Pimpinan MPR Sebut UU PPRT Lindungi Masyarakat dari Ancaman Krisis
SinPo.id - Wakil Ketua MPR RI Lestari Moerdijat (Rerie) mendorong percepatan pengesahan Rancangan Undang-Undang tentang Perlindungan Pekerja Rumah Tangga (RUU PPRT) menjadi undang-undang guna melindungi masyarakat dari ancaman krisis.
"Segera mengesahkan RUU PPRT menjadi undang-undang merupakan bagian dari realisasi membangun sistem perlindungan bagi kelompok marginal yang paling terdampak dalam dinamika gejolak ekonomi yang terjadi saat ini," kata Rerie dalam keterangannya di Jakarta, Jumat, 6 Maret 2026.
Menurut dia, gejolak ekonomi global akibat perang AS-Iran mulai terasa dampaknya di dalam negeri.

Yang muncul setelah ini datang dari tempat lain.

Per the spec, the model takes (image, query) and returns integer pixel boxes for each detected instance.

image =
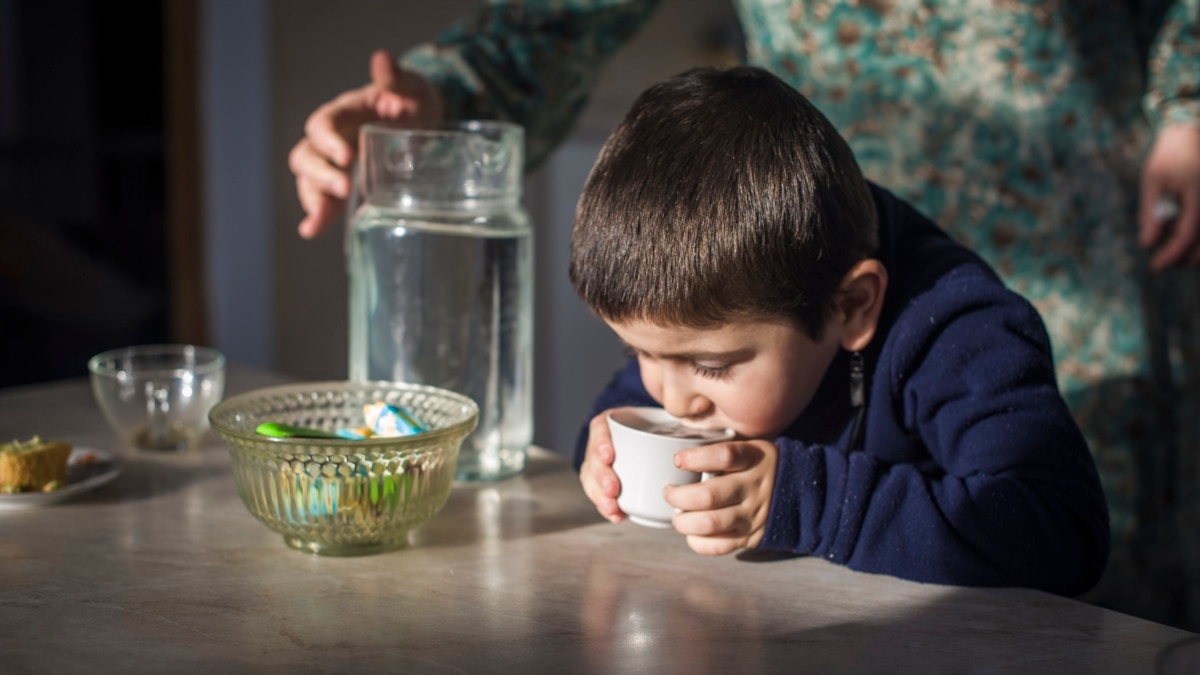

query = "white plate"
[0,447,121,510]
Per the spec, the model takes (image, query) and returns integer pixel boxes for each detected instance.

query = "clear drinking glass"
[346,121,533,480]
[88,345,226,450]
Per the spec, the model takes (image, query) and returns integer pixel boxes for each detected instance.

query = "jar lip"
[362,120,524,136]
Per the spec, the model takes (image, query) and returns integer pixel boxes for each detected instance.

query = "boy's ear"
[835,258,888,352]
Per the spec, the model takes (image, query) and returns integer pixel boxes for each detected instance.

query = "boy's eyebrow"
[617,338,754,360]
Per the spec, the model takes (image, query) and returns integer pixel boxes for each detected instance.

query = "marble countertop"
[0,368,1195,675]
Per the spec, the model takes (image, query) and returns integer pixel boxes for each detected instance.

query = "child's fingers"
[662,476,742,512]
[671,499,746,537]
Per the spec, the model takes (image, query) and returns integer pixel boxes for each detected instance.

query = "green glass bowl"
[209,382,479,555]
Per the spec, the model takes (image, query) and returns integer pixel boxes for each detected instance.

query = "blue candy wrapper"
[362,402,428,436]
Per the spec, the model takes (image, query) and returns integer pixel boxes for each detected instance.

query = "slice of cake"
[0,436,71,494]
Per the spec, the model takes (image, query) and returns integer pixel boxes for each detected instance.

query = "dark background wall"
[0,0,170,387]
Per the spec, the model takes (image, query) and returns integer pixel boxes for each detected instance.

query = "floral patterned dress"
[403,0,1200,619]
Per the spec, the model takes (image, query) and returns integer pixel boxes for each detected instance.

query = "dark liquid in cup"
[642,424,725,441]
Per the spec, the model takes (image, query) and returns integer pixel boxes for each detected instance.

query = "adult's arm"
[1138,0,1200,269]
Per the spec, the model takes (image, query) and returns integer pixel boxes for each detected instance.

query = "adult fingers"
[288,139,352,198]
[296,172,344,239]
[1150,186,1200,270]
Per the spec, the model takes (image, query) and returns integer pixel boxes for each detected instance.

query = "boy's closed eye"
[622,341,748,380]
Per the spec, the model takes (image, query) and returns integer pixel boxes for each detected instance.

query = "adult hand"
[664,441,779,555]
[580,412,625,522]
[288,49,445,239]
[1138,124,1200,270]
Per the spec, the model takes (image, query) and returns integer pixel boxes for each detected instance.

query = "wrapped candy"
[362,401,428,436]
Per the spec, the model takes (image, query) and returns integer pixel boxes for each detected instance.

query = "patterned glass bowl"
[209,382,479,555]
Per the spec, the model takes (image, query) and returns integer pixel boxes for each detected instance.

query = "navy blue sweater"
[575,186,1109,595]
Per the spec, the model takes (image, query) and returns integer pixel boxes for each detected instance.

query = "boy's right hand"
[580,412,625,522]
[288,49,445,239]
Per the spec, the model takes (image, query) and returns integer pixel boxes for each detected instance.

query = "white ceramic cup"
[608,407,734,527]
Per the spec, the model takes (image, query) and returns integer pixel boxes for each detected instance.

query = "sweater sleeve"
[1145,0,1200,129]
[401,0,660,168]
[761,269,1109,596]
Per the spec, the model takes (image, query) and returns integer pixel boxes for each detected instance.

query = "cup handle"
[145,382,170,446]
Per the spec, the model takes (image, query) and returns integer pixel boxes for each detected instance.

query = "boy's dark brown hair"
[570,67,878,338]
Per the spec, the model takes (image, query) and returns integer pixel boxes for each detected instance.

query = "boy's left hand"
[664,441,779,555]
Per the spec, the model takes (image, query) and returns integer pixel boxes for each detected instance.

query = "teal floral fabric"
[403,0,1200,619]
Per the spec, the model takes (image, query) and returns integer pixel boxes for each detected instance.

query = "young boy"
[570,67,1109,595]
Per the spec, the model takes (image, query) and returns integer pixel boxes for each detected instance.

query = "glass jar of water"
[347,121,533,480]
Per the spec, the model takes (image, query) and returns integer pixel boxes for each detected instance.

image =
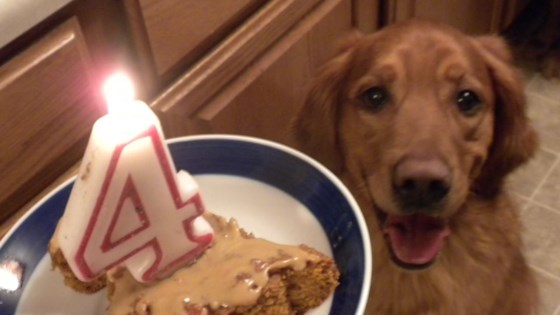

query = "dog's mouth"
[376,209,450,270]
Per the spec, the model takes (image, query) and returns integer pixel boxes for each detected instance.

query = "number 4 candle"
[57,74,214,282]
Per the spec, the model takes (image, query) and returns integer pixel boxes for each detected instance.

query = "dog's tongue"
[383,214,449,265]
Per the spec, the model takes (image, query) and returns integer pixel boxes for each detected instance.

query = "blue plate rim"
[0,134,372,314]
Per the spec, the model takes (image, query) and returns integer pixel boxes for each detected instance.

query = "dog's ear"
[292,32,362,172]
[473,36,538,197]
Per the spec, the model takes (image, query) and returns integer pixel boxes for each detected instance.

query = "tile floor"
[510,73,560,315]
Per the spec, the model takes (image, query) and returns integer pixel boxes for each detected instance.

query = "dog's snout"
[393,157,451,211]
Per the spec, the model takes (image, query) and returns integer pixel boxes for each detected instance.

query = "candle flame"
[103,72,134,113]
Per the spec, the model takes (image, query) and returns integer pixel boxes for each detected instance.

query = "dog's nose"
[393,157,451,211]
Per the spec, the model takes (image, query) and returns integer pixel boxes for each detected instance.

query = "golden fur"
[294,21,537,315]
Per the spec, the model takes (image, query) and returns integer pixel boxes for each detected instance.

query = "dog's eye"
[362,86,389,111]
[457,90,482,116]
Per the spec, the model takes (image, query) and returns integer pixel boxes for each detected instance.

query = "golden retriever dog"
[294,20,538,315]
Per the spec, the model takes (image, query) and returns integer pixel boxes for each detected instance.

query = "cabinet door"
[152,0,352,147]
[124,0,267,92]
[0,19,101,222]
[191,1,352,145]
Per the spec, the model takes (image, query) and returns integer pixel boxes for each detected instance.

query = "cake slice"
[49,213,339,315]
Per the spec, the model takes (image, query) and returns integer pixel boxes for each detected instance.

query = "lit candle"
[57,74,214,282]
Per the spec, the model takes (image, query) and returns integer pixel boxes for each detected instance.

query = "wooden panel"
[0,19,101,221]
[386,0,507,34]
[125,0,267,81]
[152,0,321,136]
[190,0,352,145]
[352,0,380,33]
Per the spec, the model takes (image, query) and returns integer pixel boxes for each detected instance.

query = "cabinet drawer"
[0,19,101,221]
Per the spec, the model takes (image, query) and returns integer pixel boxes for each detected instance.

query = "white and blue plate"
[0,135,372,315]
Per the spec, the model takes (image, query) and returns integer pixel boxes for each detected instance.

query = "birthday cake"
[49,212,339,314]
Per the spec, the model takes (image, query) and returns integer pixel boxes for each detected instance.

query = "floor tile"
[533,162,560,214]
[509,150,558,198]
[521,202,560,278]
[527,92,560,153]
[534,270,560,315]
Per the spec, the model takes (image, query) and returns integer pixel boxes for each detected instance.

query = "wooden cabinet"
[0,19,101,221]
[0,0,379,235]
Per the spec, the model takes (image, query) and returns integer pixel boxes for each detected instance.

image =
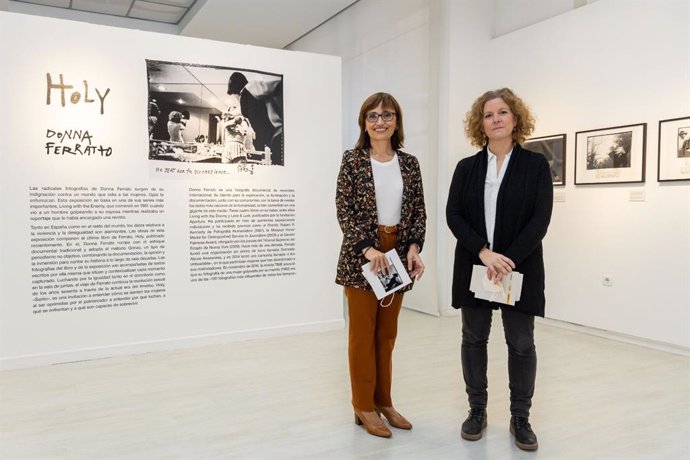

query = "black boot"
[460,407,486,441]
[510,415,538,450]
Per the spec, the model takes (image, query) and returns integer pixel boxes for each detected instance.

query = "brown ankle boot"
[355,409,393,438]
[376,406,412,430]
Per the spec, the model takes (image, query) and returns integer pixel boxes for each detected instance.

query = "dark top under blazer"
[446,145,553,316]
[335,149,426,291]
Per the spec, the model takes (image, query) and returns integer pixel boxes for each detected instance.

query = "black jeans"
[460,301,537,417]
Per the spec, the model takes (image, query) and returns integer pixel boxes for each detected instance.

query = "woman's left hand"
[407,243,424,281]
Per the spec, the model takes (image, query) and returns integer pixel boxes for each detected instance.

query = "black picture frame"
[574,123,647,185]
[657,116,690,182]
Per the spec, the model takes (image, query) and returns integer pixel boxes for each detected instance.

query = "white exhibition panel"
[0,13,343,368]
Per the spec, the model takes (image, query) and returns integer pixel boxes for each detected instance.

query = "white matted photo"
[575,123,647,185]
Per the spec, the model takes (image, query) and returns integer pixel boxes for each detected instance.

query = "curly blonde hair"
[465,88,534,148]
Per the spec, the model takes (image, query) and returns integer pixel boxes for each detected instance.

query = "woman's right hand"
[479,247,515,283]
[364,247,390,275]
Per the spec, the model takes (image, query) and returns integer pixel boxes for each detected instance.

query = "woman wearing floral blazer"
[336,93,426,437]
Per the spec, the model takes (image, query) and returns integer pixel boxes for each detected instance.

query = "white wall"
[292,0,690,347]
[0,12,344,368]
[290,0,438,314]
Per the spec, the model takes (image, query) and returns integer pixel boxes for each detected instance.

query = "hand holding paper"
[362,249,412,300]
[470,265,522,305]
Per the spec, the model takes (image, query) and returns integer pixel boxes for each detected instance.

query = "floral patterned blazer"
[335,149,426,291]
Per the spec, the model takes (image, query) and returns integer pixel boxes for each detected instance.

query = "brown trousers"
[345,231,403,411]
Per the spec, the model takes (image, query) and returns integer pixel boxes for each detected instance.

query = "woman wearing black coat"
[446,88,553,450]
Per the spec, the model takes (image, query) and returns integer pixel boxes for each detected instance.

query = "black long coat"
[446,145,553,316]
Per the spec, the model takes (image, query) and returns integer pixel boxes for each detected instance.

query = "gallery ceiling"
[7,0,358,48]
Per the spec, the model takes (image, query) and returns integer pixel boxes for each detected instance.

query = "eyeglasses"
[367,112,395,123]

Bahkan kelompok marginal yang rentan terdampak, seperti pekerja rumah tangga.
Rerie menyebut kelompok rentan tersebut harus mendapatkan prioritas perlindungan dari sejumlah dampak krisis yang terjadi.
Berdasarkan data Jaringan Nasional Advokasi Pekerja Rumah Tangga (JALA PRT) sepanjang 2021-2024 mencatat 3.308 laporan kasus kekerasan menimpa pekerja rumah tangga.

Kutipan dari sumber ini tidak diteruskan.